Purdue Looks at Affects of Extreme Heat on Steel:

We already know that steel is the clear winner when you compare its strength to weight ratio to those of other building materials.  Steel is strong.  And it has incredible longevity and requires little maintenance.  Structures made with steel can withstand earthquakes and storms like nothing else.  But architects, engineers and builders were all taken aback by what happened to the towers during the events of 9/11.  No one could have anticipated that any building would have been under that amount of stress.  But what happened that day have prompted many to think about making structures made with steel even better.  Since extreme heat can make steel beams sag, the team at Purdue University has created a dependable full-scale model for testing the affects of fire on the connections between steel floor beams and columns.  Researchers are also testing a new design for nuclear power plants that incorporates a “sandwich” made of steel plates with concrete in the middle.  They have found that the design, often referred to as “armored construction,” can withstand major earthquakes and even attacks from missiles or aircraft.  Now that’s some innovation.
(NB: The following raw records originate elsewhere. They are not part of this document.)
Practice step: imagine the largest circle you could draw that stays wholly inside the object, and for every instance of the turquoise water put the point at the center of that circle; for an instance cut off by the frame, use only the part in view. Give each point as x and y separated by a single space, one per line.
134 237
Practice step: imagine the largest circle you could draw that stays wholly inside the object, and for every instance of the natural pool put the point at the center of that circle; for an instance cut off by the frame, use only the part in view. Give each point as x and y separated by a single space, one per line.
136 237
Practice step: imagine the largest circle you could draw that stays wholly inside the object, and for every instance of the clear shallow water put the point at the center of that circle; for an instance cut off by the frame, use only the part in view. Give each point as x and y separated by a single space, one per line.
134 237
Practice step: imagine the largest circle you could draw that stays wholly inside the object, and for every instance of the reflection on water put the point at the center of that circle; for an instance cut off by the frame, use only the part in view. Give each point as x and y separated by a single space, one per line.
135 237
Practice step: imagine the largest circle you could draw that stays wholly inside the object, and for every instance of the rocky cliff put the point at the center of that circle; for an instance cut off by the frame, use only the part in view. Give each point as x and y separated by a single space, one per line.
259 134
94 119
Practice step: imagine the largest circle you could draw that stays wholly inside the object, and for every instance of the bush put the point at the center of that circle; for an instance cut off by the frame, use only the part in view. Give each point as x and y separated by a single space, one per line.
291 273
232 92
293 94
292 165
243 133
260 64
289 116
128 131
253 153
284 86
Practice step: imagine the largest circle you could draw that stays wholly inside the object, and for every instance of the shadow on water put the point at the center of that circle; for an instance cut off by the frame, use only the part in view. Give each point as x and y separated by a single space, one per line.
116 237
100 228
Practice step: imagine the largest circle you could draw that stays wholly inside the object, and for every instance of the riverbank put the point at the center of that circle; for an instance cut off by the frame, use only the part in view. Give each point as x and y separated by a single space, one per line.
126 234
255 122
Now, More on the Cigarette Butts:

Researchers at Xi’an Jiaotong University have found a use for all those old nasty cigarette butts that, up until now, have no recycled use.  Chinese researchers were baffled by the trillions of cigarette butts that end up in the streets and landfills of the world, as well as the toxins looming in the butts.  So they eventually turned their efforts to find a use for them in industries, and discovered that extracts from the butts made N80 steel 90 percent or more corrosive resistant.  N80 steel is used a lot in the oil and gas industry.  Does it make sense to collect and boil all the cigarette butts in the world for this application?  Probably not.  But what is interesting from the research is the finding that nicotine was one of the things from the extract that provided that corrosion resistance.  So it makes me wonder what other innovative and less environmentally damaging solutions might provide more corrosive resistance.

This is clearly not our grandparents’ steel industry.